In 2020, 10.2% of the total energy used in transport in the EU was from renewable sources, following a steady increase in this share since 2005, when it was just under 2%. This indicates that the 2020 target of 10% was reached at the EU level. Preliminary EEA estimates suggest that this share stayed at the same 10.2% level in 2021. The increase since 2005 was mainly the result of an expansion in the use of biofuels across Europe: between 2011 and 2020, the amount of energy that came from RED-compliant biofuels and was used in transport more than doubled . Meanwhile, the electrification of road and rail transport has played a small role in the progress made so far.

In 2018, the new RED, known as RED II, strengthened the sustainability criteria for bioenergy and set a new goal for 2030, increasing the target for the share of renewable energy used in transport to 14% by 2030. The European Plenary voted in September 2022 to raise the overall renewable energy target to 45% and subsequently to increase the GHG intensity transport target to 16% by using larger shares of advanced biofuels and a more ambitious quota for renewable fuels of non-biological origin. The text is currently subject to upcoming negotiations between the Council and the European Parliament.

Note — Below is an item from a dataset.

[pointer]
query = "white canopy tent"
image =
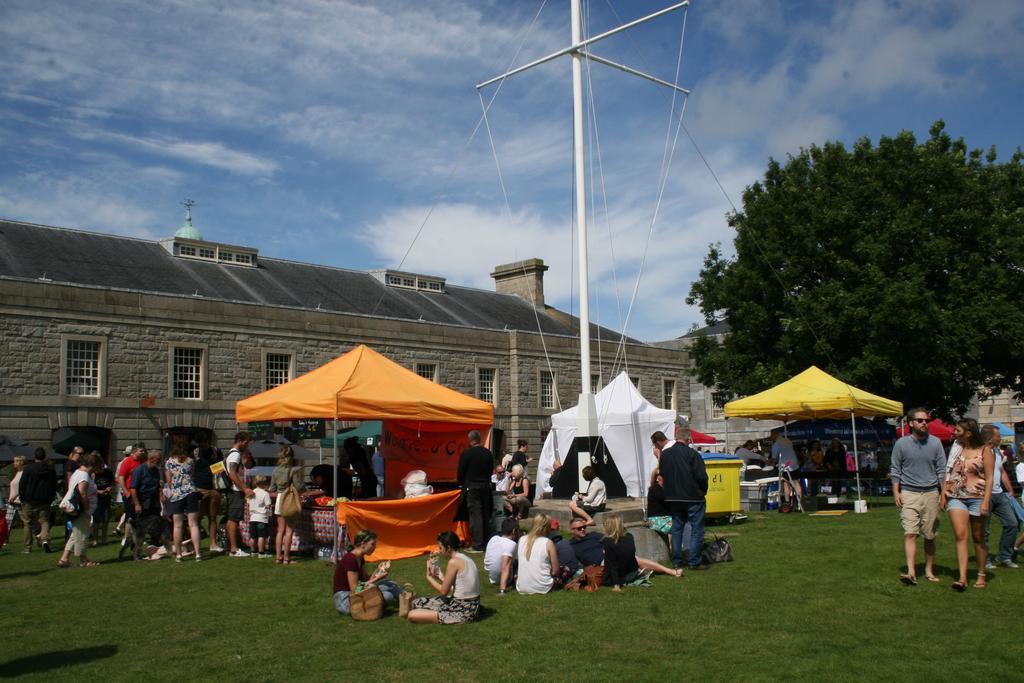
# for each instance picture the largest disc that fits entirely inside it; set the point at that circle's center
(625, 420)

The extent of progress varies among Member States. According to data from Eurostat, only 12 EU countries appear to have achieved the 2020 target of 10% (Sweden, Finland, Netherlands, Luxembourg, Estonia, Hungary, Belgium, Slovenia, Italy, Malta, Austria and Ireland). Preliminary estimates for 2021 show that Italy and Ireland dropped below the 2020 target of 10% in 2021. This is because of growth in the gross final consumption of energy from all fuels in transport as economic activity rebounded after the COVID-19 pandemic. Meanwhile Denmark, Portugal and Spain reached the 10% target in 2021.

Sweden, which has the highest share of energy from renewable sources in transport, has ambitious targets for the transport sector and uses energy and carbon taxes to achieve these targets: a carbon tax on fuels has been in place since 1991 and exemptions and reductions apply for sustainable biofuels.

In Norway, the use of renewable electricity in road transport has increased substantially as a result of policies that encourage electric mobility combined with the country’s essentially renewable electricity supply. However, renewable electricity only constituted just over 3% of total energy used in transport in Norway in 2020.